7) If you are a resident of New Orleans, the sandwich of choice is the Muffuletta, the popularity of which is claimed by the central grocery store where it debuted. A large round loaf of Sicilian sesame bread is loaded with Italian sliced ​​meats and a spicy Creole olive salad. (If you don’t live in New Orleans, you’re on your own.)

8) Peanut butter and jelly or grilled cheese, both beloved. Nuff said.

9) Reubens and pastrami or corned beef on rye take precedence in any self-respecting deli, especially Jewish. Brush with mustard, add a few kosher dill pickles and you are in business. For a Ruben, throw sauerkraut and a thousand islands


10) These Louisiana folks love their originals. The Po ‘Boy is basically a submarine filled with deep fried meat or seafood, similar to the Northeastern Lobster Roll.

11) Oh my God, don’t ask anyone in Philadelphia about Philly cheesesteaks because they’re big fans of it. Be prepared for a never-ending response. The same goes for Chicago’s most popular sandwich, Italian Beef: Italian bread loaded with thinly sliced ​​beef, topped with peppers and dripping with juice, hold the cheese; The All-American French Plunge (despite the name) is a takeoff, but rather bland in comparison.

12) I can’t forget these wonderful “related” toppings: egg salad, ham salad, chicken salad and tuna salad; we corner the market on these, whether served delicately in teas and parties or just a big scoop of whole wheat.

12) Pita sandwiches filled with turkey, cheese, avocado, hummus or falafel; a trendy ethnic version of the basics.

13) Fast food chicken burgers and sandwiches are a whole different topic.

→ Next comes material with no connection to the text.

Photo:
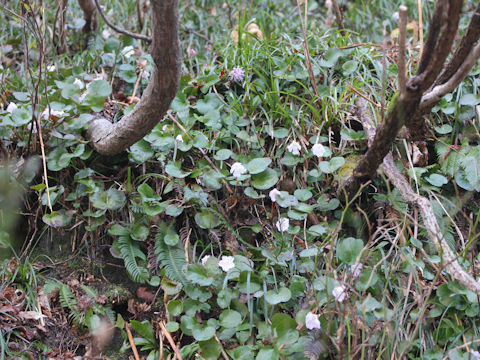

Sales of sandwiches in the United States exceeded $ 27.7 billion, not including home-made sandwiches. Wow, that’s literally bread. Apparently, the United States isn’t the only country that loves their sandwiches. In 2017, the prefabricated sandwich industry in the UK manufactured and sold US $ 11 billion, not including fresh produce.

We’re not even going to get into the sandwich cookies (Oreos) and ice cream sandwiches. It’s too exhausting. So many sandwiches, so little time.